It used to be quite worrisome thinking about how my five-person Executive Committee was going to successfully develop and execute a new Strategic Plan every three years. Making ourselves the center of all these initiatives would prove troublesome.

After all, we only represented a small fraction in a company full of people with big ideas, passion and a will to accomplish great things together. We learned we did not need to travel this path alone. In fact, we discovered we could ask everyone in the company to step up as a "corporate leader"; a challenge many eagerly embrace as a welcomed addition to their core positions. Corporate leader, by my definition, is not a title but more a way of existence.

The first step we took to engage the leadership talent in our construction company was to identify six of our top field managers and six respected office-based managers and ask them to form a Field Leadership Team (FLT) and Office Leadership Team (OLT). These two teams have worked over the years on self-identified improvement initiatives, as well as taken tasks off the Executive Committee’s “strategic planning plate.” We have seen each of these teams do some amazing work improving our field and office operations in countless ways. We identify and appreciate them as corporate leaders and much of the success of the company is a result of their efforts!

As we approach the fourth quarter of 2019, we a readying ourselves for the development of our 2023, three-year Strategic Plan.
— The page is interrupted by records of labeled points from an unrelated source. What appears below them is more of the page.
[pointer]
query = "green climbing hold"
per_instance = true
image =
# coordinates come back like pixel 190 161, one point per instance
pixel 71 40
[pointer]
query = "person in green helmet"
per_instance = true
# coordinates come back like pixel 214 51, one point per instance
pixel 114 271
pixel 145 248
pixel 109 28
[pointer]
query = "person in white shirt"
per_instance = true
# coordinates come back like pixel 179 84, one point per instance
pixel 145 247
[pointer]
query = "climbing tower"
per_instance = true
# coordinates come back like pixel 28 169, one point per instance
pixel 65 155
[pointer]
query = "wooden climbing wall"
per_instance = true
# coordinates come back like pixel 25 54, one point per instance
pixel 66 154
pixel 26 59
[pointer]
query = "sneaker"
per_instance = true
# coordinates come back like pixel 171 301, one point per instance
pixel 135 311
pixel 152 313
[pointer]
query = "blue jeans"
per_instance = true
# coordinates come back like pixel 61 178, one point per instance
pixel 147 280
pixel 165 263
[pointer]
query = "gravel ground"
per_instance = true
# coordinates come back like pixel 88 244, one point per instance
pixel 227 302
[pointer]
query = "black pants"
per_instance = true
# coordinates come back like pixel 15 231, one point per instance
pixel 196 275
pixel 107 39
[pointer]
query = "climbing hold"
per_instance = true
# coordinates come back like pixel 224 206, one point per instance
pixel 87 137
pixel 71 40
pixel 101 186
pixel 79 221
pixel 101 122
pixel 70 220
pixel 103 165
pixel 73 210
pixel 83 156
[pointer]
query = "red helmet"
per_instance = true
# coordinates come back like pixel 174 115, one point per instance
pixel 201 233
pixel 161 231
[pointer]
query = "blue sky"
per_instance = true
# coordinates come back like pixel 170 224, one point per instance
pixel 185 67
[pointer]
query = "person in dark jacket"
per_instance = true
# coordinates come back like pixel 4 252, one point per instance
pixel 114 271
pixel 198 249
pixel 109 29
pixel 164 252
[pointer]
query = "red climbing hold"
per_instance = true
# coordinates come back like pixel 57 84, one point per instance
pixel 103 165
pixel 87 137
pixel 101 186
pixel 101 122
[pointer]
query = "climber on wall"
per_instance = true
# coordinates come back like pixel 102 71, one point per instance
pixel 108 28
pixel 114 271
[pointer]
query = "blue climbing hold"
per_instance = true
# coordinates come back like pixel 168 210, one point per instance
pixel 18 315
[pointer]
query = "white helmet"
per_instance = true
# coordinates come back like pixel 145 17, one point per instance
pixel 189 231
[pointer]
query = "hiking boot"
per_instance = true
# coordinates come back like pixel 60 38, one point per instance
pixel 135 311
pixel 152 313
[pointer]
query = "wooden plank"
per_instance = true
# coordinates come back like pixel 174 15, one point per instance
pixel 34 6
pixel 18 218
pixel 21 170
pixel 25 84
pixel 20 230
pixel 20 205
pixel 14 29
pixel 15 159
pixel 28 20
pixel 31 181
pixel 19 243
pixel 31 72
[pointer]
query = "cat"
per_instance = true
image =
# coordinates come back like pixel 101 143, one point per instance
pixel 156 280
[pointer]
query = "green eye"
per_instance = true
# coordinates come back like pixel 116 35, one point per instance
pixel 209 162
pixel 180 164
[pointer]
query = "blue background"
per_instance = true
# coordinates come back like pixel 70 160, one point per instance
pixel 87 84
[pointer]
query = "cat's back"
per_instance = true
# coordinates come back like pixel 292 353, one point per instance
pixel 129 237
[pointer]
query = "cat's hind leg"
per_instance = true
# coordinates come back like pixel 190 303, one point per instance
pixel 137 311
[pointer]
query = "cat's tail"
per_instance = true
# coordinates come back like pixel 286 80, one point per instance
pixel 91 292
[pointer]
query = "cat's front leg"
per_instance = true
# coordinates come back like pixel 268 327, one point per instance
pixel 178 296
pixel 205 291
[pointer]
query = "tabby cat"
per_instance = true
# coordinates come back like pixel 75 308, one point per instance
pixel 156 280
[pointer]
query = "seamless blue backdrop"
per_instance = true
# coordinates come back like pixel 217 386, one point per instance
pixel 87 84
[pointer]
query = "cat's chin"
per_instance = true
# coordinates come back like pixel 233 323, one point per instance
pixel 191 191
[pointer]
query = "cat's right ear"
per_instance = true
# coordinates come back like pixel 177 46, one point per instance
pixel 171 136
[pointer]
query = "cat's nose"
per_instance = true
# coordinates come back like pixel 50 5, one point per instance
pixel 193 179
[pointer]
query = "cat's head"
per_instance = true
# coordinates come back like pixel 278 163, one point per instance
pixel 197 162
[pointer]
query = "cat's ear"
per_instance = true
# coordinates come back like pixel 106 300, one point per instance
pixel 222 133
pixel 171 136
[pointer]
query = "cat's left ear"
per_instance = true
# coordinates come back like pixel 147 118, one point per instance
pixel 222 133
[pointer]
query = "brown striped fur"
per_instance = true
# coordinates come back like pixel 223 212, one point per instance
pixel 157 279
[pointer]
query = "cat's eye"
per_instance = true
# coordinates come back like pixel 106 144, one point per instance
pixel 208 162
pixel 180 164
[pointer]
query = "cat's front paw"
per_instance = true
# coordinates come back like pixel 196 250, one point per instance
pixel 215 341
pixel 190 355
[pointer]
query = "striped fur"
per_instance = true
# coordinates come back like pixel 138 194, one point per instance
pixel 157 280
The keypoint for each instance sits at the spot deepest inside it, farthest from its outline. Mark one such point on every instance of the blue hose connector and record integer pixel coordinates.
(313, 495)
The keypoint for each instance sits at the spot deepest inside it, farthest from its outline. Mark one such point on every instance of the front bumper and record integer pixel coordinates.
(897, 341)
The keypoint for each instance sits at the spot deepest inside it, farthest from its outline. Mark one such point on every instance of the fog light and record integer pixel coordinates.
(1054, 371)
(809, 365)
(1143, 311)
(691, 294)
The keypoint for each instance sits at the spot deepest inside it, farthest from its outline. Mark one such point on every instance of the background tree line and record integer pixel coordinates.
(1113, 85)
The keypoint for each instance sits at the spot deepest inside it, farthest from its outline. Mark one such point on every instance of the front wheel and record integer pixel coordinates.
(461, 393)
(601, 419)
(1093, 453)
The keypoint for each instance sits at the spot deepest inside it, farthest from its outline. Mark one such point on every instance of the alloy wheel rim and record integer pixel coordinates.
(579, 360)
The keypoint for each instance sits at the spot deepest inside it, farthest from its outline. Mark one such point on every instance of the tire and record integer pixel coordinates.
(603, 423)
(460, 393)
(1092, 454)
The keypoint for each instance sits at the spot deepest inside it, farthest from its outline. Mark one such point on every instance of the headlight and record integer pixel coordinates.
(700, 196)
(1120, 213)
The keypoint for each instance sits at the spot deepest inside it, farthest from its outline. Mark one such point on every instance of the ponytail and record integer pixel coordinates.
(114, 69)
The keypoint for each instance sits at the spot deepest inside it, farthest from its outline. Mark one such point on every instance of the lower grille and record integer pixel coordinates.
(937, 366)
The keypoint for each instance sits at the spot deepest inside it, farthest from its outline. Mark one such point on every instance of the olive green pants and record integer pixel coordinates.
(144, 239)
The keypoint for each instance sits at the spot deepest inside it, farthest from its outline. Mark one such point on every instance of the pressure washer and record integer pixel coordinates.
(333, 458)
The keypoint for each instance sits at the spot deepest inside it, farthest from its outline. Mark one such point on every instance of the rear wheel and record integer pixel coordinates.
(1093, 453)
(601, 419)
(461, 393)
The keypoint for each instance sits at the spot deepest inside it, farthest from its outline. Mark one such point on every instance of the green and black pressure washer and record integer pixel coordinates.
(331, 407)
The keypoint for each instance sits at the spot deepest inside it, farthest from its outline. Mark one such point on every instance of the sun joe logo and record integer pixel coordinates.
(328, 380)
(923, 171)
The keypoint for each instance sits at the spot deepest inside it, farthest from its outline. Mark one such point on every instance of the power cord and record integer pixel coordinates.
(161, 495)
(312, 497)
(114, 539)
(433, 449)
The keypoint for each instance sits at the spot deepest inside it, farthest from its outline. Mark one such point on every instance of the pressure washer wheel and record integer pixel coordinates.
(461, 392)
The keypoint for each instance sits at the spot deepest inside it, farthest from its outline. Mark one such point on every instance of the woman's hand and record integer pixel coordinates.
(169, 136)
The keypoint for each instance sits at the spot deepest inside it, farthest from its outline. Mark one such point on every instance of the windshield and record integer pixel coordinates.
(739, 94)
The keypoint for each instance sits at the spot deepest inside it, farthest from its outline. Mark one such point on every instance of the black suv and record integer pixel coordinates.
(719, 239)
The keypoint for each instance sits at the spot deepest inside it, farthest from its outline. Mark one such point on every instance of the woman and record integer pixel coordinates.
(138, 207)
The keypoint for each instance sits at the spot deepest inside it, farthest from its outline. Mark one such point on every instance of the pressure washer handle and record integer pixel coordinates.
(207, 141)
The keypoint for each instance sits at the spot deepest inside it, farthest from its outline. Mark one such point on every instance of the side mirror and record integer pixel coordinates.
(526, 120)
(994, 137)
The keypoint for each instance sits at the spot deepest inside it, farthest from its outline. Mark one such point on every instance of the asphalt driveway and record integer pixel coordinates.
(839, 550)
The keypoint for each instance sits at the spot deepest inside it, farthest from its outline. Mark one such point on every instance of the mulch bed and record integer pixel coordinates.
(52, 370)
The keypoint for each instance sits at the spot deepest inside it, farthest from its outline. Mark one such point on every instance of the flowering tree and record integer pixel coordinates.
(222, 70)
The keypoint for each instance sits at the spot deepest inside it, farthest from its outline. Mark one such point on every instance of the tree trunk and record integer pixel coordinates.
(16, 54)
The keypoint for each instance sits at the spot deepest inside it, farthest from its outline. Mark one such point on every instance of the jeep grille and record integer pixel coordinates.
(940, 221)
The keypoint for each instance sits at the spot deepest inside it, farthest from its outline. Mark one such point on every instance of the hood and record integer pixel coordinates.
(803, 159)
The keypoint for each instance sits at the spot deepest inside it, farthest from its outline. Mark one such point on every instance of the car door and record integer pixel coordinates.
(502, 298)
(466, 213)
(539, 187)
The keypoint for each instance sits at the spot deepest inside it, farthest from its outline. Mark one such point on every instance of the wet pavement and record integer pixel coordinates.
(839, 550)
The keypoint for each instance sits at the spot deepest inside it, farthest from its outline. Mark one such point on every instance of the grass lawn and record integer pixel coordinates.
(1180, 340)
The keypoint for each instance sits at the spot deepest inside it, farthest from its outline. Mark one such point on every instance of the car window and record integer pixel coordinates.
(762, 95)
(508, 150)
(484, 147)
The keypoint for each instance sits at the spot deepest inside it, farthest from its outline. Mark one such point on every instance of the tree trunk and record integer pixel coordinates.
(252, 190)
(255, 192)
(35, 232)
Many corporate leaders will be attending our three-day, overnight retreat. The biggest group is our “Leadership Council” made up of the Executive Committee, OLT and FLT. This group does a lot of heavy lifting. Each council member is an integral part of our planning, execution and success. The Leadership Council is not the end of corporate leadership, however. We also will bring in dozens of additional corporate leaders from throughout the company, who in the past have been happy and honored to assist in making our company stronger. They, along with the balance of our team, all are asked to contribute to the success of our company with ideas and execution on a daily basis. They lead the corporation into a better place, so why not ask for their ideas and earn their buy-in?  I’ve come to truly understand the burden and ineffectiveness of an isolated, centralized leadership model and have come to embrace the old adage that “many hands make light work”!